Segundo nota do escritório Vecchio & Associados Advocacia, que atua pela defesa, houve impedimento de entrada na residência e substituição de fechaduras, o que motivou medidas urgentes para proteger direitos possessórios do príncipe. A disputa envolve a Companhia Imobiliária de Petrópolis, atualmente com participação dos pais e tios de Pedro Thiago no quadro societário.

A origem do conflito estaria ligada à possível venda do Palácio do Grão-Pará, tombado pelo IPHAN desde 1930. O imóvel está no nome da imobiliária e é avaliado em cerca de R$ 70 milhões. A família aponta posse histórica, enquanto tramita ação de usucapião, com Dom Pedro Thiago como autor.

Entenda o caso

De acordo com o jornal O Globo, o episódio começou no dia 9 de junho, quando o príncipe retornou ao Palácio após exercícios e teve a entrada impedida por seguranças que alegaram vínculo com a empresa. A polícia foi acionada e o caso seguiu para a delegacia.
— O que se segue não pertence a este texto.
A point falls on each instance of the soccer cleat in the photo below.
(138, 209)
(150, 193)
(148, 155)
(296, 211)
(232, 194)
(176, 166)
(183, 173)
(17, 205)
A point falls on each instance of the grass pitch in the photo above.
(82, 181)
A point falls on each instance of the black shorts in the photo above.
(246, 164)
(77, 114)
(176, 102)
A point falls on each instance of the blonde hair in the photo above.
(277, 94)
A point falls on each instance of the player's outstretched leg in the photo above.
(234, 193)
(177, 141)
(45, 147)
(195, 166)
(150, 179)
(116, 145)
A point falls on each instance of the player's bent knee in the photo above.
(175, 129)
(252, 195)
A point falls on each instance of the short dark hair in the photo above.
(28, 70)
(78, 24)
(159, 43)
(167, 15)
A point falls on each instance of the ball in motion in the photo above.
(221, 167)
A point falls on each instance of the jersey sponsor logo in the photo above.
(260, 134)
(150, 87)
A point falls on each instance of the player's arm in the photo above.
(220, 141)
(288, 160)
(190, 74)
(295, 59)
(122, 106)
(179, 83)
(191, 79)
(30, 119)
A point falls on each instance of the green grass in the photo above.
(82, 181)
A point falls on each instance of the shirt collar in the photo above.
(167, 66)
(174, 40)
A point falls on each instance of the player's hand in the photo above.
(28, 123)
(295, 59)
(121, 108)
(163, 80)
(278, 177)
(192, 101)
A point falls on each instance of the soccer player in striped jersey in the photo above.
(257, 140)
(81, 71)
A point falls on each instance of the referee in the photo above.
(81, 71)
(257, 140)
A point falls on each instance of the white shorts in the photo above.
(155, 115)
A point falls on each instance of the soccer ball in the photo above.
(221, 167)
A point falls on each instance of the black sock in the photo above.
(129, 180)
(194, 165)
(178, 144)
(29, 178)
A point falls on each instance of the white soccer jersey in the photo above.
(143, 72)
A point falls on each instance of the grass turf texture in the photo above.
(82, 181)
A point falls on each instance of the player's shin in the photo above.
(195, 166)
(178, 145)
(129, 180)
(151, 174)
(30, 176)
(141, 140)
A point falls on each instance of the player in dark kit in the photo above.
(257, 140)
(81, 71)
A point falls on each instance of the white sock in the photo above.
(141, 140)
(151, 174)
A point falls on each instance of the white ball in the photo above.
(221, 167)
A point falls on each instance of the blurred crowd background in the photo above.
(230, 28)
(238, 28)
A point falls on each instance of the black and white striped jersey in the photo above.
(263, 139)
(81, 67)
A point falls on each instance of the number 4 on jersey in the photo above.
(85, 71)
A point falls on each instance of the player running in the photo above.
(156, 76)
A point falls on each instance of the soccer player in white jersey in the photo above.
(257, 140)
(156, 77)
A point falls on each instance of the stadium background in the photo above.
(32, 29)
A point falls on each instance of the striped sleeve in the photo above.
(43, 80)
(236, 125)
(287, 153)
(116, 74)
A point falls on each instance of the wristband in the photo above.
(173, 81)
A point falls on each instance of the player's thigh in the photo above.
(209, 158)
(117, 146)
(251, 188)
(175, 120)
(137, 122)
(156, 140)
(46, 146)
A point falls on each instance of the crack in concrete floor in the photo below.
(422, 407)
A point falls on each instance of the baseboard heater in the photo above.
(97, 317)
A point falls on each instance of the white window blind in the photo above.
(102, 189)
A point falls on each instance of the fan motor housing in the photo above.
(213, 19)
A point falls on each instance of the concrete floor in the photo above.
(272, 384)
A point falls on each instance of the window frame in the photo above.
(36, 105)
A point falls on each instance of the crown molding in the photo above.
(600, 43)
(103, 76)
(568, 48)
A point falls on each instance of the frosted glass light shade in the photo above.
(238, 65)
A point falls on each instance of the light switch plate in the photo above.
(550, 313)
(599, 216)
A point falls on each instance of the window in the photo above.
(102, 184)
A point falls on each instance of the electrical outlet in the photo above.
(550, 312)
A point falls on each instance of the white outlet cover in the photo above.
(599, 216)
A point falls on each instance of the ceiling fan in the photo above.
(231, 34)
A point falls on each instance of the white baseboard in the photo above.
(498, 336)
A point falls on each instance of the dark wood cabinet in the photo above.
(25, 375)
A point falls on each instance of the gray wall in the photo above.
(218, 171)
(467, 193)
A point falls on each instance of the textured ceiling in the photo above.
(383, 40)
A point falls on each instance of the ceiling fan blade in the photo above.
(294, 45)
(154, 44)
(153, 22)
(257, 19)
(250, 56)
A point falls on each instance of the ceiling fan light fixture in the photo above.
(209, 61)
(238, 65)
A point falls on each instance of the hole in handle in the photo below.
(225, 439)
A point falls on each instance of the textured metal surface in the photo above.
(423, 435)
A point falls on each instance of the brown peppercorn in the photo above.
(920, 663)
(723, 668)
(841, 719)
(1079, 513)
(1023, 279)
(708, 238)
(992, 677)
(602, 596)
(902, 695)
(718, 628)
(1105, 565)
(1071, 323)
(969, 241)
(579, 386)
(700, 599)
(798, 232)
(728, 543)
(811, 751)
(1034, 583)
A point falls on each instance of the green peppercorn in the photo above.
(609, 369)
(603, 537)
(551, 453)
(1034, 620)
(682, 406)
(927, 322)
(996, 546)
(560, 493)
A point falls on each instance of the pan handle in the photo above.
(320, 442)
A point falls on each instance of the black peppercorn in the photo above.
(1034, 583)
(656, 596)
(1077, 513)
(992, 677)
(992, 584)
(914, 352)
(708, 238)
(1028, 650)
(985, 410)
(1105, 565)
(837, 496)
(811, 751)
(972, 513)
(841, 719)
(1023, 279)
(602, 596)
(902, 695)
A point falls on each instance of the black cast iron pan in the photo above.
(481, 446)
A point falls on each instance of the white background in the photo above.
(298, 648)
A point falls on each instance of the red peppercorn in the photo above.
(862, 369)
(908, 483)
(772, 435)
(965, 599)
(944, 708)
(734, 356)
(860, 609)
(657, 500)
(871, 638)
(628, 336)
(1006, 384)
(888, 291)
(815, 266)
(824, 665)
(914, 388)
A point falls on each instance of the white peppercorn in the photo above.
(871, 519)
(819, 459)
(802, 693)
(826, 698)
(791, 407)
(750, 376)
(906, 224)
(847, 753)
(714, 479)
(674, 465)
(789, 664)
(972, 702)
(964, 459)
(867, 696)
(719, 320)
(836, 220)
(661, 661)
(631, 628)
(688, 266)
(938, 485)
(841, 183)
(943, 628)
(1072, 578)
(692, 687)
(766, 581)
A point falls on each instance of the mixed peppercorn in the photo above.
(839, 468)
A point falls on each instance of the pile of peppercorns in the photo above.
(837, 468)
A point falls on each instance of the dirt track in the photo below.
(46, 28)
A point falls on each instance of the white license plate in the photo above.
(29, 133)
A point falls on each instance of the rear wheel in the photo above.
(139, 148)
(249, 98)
No dia seguinte, Dom Pedro Thiago esteve no local com advogados, mas as chaves já haviam sido trocadas. A Justiça foi acionada e, em 11 de junho, foi determinada a reintegração de posse da residência. O príncipe relatou o desaparecimento de itens pessoais, como roupas, tablet, bicicletas, carro e um quadro, que ainda não foi devolvido.

A história remete ao período pós revogação do banimento da Família Imperial em 1925, quando o Palácio passou a abrigar o Príncipe do Grão-Pará, Dom Pedro de Alcântara. A defesa sustenta que o príncipe mora no local desde o nascimento, enquanto corre ação de usucapião movida por Pedro Thiago contra a imobiliária.

Fontes disponíveis indicam que o Terra encaminhou contato à Casa Imperial do Brasil buscando posicionamento, sem retorno até o momento. A reportagem não conseguiu localizar a Companhia Imobiliária de Petrópolis para comentários.